Those of you who’ve explored this site know that I’m a fan of film noir. My main interest is in noir from the ‘40s and ‘50s, but I also love the great neo-noirs from the ‘70s that rival anything from the classic period--films like Chinatown, The Conversation, The Long Goodbye, Klute, Dirty Harry, The French Connection, The Godfather, and Taxi Driver. These are films almost everyone has seen or intends to see, at some point. However, one of the grittiest and most unusual noirs from that era has almost been forgotten, maybe because its title and cast made it sound like it would be a buddy comedy. But make no mistake, Hickey and Boggs is as down and dirty as they get, and should be high on the must-see list for any fan of the hard-boiled genre.

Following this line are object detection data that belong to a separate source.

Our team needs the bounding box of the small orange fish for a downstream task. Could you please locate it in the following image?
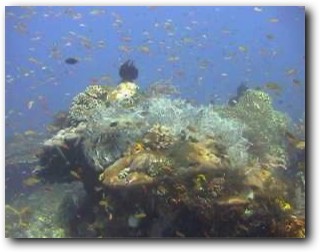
[269,18,280,23]
[264,82,282,91]
[286,131,306,150]
[70,170,81,180]
[22,176,41,186]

Cosby and Culp play the titular private eyes as a couple of divorced, worn-out losers down to their last dime, and maybe their last hope. We meet them in a nameless gin joint drinking their lunch and discussing whether they can afford to keep their phone. They can’t--not until a “Mr. Rice” calls with a job offer. Hickey (Cosby) finds Mr. Rice sunbathing in Speedos on the beach, all leathery tan and whitened teeth and queasily close to a children’s swing set. Rice wants the boys to find a mysterious woman named Mary Jane, and he’s willing to pay a bit too much for it. Hickey and Boggs end up following a chain of bodies, mobsters, a doomed downtown florist with a buried secret, a Chicano gang, and members of a radical group similar to the Black Panthers, all having something to do with half a million in missing loot from a Pittsburgh bank heist.

Both Hickey and Boggs are still pathetically in love with their ex-wives; but Boggs’ ex is a stripper, and the only way she’ll let him see her now is along with everyone else, as a paying customer at the strip joint. Meanwhile, Hickey attempts with ham-handed humor to win back his wife, a terrific Rosalind Cash. In one of the bleaker moments in the film, when she finally agrees to let down her guard and come to his place, it can’t have happened at a worse time. Cosby brings some real depth and pathos to his situation, in one of the best performances of his career. It’s one of Culp’s best as well. Together, they are completely believable as old friends who end up with nothing in the world but each other to hang on to.

As with any good noir, the story is fragmented and convoluted, with desperate men and women in desperate situations, none of which they completely understand or can control. The real pleasure, however, is in seeing these actors successfully going against type, and in revisiting a lost time in a lost Los Angeles. If you like Ross MacDonald’s Lew Archer series, you’re going to love Hickey and Boggs.